Dos lobos —uno blanco, el otro castaño oscuro— llegaron corriendo. Liam y Alexander. Al verme forcejear, se abalanzaron sobre mí, inmovilizando al lobo solitario contra el suelo mientras yo saltaba para escapar.
Se oyó un crujido y un último aullido, y entonces todo terminó.
Solté un grito ahogado y retrocedí tambaleándome cuando Alexander y Liam volvieron a su forma humana y corrieron hacia mí.
—Ella —jadeó Liam, llegando primero hasta mí. Me agarró por los hombros y me giró de un lado a otro, revisándome para ver si tenía alguna herida—. ¿Por qué no usaste tu forma de loba? ¡Podrías haber muerto!
—Yo… yo no pensé —mentí, sin aliento. Incluso ahora, en ese momento de euforia, sabía que no podía decirle la verdad sobre mi lobo—. Simplemente actué.
Antes de que Liam pudiera responder, oímos gritos que venían de la hoguera. Queriendo asegurarme de que nadie hubiera resultado herido, corrí tras Alexander, que venía corriendo.
Al acercarnos, había un pequeño grupo de personas de pie cerca de la hoguera, formando un círculo alrededor de una persona en el centro.
El círculo se abrió, dejando al descubierto a quien estaba dentro: Sofia. Su falda, quemada por el fuego, aún humeaba; la tela estaba tan destrozada que dejaba al descubierto sus piernas y parte de sus bragas.
Alexander se dio la vuelta rápidamente, con el rostro enrojecido. Por instinto, me quité el chal —que estaba manchado con la sangre del bribón— y se lo arrojé.
El rostro de Sofia se puso roja, pero lo tomó y se lo envolvió alrededor del cuerpo antes de escabullirse.

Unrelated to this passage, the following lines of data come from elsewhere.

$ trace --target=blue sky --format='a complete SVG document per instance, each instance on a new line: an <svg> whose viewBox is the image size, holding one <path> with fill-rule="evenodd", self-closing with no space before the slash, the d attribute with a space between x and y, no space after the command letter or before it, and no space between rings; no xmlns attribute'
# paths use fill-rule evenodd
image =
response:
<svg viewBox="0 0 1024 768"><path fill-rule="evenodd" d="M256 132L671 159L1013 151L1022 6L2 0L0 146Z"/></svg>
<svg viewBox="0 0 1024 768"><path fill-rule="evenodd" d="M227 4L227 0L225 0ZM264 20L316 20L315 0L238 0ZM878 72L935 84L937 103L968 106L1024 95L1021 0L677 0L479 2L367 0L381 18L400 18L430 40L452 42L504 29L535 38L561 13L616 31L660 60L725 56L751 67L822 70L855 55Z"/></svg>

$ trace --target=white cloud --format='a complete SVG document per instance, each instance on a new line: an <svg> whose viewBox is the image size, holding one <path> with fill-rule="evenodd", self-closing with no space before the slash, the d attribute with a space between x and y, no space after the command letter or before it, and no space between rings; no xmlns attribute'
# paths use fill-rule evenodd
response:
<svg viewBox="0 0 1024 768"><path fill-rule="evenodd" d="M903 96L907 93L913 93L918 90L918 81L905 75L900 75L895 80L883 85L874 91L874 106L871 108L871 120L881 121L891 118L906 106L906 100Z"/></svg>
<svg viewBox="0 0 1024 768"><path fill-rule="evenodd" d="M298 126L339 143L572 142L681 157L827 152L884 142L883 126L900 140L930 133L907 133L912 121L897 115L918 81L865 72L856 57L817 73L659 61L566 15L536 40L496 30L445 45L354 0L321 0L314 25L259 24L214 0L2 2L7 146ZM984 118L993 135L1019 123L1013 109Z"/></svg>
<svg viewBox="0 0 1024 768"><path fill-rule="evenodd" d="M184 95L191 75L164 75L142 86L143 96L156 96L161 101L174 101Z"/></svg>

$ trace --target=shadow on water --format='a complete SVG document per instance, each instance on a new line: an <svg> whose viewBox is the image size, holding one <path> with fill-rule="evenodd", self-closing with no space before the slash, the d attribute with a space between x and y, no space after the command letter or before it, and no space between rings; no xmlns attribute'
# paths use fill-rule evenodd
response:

Se hizo un largo y tenso silencio. Parecía que nadie sabía qué hacer, cómo reaccionar ante lo que acababa de suceder.
Y luego: —¡A Luna Ella!
Kristoff y María alzaron sus copas de vino, y pronto toda la multitud brindaba por mí. Los miré fijamente, sin saber cómo reaccionar ni siquiera cómo respirar.
De repente, Alexander apareció a mi lado. Me rodeó con su brazo, pero esta vez había algo más tierno en su gesto, menos posesivo.
Cuando levanté la vista hacia él, sus ojos eran dulces.
—Por Luna Ella —dijo en voz baja, deslizándome una copa de vino en la mano y chocando su propia copa contra la mía.
Me sonrojé bajo su mirada de admiración e intenté calmar mi corazón acelerado con un largo sorbo de mi vino.